Heart On Your Sleeve
Book, cards, jewelry, those are the normal presents that you get when you turn 23. I got a pair of glasses. Which at first I was rather confused by, so much so that I didn’t even try them on. But when I got home from dinner that night I examined them.
Charlie said they were grandpa’s and that he had left them for me. Conversations between grandpa and myself streamed through my head like a river ripping towards the sea. But not one conversation about a pair of glasses plunged itself towards the surface of my memory bank.

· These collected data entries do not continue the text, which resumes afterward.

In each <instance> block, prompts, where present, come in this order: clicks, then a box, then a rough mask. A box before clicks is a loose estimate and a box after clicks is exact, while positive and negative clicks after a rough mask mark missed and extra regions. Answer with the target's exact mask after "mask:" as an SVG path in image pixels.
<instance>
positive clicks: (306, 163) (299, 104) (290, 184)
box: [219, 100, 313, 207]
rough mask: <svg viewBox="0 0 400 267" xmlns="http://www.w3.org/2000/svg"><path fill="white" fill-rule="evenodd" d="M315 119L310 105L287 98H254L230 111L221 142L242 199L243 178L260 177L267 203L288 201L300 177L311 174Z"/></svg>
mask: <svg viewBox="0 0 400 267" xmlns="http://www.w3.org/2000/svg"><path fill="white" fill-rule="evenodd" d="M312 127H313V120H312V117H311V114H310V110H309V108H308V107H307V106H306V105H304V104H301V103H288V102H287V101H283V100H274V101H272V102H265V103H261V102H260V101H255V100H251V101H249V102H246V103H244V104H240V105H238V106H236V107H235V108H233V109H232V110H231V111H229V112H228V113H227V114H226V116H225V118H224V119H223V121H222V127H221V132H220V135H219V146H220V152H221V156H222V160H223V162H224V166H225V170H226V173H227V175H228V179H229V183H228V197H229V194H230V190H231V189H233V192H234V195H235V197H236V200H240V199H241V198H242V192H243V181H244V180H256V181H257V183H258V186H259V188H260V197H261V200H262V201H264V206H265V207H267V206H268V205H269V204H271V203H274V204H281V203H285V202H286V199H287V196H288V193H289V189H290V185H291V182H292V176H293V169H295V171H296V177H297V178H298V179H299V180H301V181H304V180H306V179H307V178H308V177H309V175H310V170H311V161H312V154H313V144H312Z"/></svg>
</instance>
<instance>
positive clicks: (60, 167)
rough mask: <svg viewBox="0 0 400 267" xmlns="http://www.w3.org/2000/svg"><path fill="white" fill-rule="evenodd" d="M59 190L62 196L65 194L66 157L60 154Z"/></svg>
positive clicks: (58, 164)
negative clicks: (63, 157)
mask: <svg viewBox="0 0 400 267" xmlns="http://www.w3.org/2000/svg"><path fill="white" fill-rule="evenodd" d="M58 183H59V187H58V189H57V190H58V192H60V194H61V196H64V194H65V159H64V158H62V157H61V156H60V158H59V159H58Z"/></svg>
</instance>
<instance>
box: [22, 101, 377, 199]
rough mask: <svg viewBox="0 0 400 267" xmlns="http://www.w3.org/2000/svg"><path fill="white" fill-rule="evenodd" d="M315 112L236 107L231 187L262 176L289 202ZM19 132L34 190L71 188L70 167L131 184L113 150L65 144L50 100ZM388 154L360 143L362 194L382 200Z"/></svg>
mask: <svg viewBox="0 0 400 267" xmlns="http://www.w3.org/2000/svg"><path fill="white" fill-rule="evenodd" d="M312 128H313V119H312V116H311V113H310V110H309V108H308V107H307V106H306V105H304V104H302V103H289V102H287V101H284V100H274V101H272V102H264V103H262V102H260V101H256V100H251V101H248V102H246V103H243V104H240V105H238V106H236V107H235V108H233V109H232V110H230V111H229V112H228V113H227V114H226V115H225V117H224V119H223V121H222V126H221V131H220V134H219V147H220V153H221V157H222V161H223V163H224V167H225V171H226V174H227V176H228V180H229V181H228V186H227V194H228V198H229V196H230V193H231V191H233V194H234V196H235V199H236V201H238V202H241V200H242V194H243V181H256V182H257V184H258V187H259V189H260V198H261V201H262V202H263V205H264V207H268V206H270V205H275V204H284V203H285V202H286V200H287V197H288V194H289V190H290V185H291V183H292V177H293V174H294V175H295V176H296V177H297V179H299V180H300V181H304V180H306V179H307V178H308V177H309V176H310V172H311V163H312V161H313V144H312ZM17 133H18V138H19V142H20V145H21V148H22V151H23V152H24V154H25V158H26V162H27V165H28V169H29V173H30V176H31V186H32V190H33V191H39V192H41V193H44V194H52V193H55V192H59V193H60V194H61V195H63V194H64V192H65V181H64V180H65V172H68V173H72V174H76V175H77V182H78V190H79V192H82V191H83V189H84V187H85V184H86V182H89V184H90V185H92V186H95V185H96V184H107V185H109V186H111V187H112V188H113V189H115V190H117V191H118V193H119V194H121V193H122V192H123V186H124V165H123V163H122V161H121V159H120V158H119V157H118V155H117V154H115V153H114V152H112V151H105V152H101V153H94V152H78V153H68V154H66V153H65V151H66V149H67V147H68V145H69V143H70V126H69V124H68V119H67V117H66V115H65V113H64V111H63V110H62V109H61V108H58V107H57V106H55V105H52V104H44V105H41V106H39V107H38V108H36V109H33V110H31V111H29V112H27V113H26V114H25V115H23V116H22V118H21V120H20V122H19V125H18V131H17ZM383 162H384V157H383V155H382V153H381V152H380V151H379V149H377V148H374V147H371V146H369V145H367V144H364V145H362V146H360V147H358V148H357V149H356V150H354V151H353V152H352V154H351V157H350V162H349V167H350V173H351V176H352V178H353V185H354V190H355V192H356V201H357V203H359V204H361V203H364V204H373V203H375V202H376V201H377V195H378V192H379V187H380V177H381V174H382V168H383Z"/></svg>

They were a round pair with tinted blue lenses. The frame was a bronze and they were heavy. Who would wear these, I thought to myself. I took a long look at them, a deep breath, and then held them in between my thumbs and pointer fingers. I slid the bronze frame onto my nose and peered through the blue lenses. I looked around to see how the tint made different objects in my apartment appear.
That’s when I saw it. The woman on my 32 inch TV screen had what looked to be a tattoo on her right arm. Only the tattoo was on the outside of her long sleeve blouse. I slid the glasses down my nose to see what the tattoo read and looked like without the blue gaze. To my surprise only her burnt orange blouse remained. Where had the tattoo disappeared to? I peered through the screen, a moment later a man approach the woman. I looked from the screen to the object in my hand curiously. I lifted the glasses back towards my eyes and placed them carefully on my nose. Not only was the woman’s arm tattoo back, but the man in the frame now had one too.
Both actors had a curious rectangular shape around their bicep but each showed something different. The woman’s had a heart with a jagged cut down the center. His displayed a blaze of red, orange, and yellow. A broken heart and a ball of fire.
An abundance of questions flooded my mind. What did this mean? Why were they there? Why couldn’t I see them without the glasses?
It was well past 9 o’clock now, but I wanted to see if these glasses worked outside of my 800 sq. ft. apartment. So I put on my red zip up sweater, tucked my black leggings into a pair of brown ankle boot, grabbed the glasses and headed for the street.
As soon as I opened the door to the street I put the glasses on. I looked right and left and saw no one walking. I turned right and started walking down the sidewalk towards my favorite late night indulgence, ice cream.
On the corner of Arbuckle and Shine was the ice cream sign the size of a body pillow. It glowed of purple, pink, and white. While Jolly Cone wasn’t a chain ice cream shop and they didn’t have an array of toppings like other shops, they did have the best soft serve within a 100 miles.
The bell above the door chimed as I entered and approached the counter. The woman behind the countertop glanced up from her phone and then laid it next to the register. She then tried to take my order. I opened my mouth but no words came out. I was transfixed by the image of a teardrop on her right bicep, just where the others had been.
I looked from her bicep and then to her eyes. She was staring at me rather curiously.
She then asked with a raised eyebrow, “Are you okay miss?”
It took everything inside me to respond that’d I’d like a, “Half and half cone dipped in chocolate please.”
They say some people wear their emotions on their sleeves. But now I could literally see those emotions.
More questions streamed through my mind. Why had grandpa given me these? What was I supposed to do with them? How could I see random people’s emotions?
But above all else, I wondered what would be there, below my shoulder, wrapped around my right bicep, hanging on my sleeve.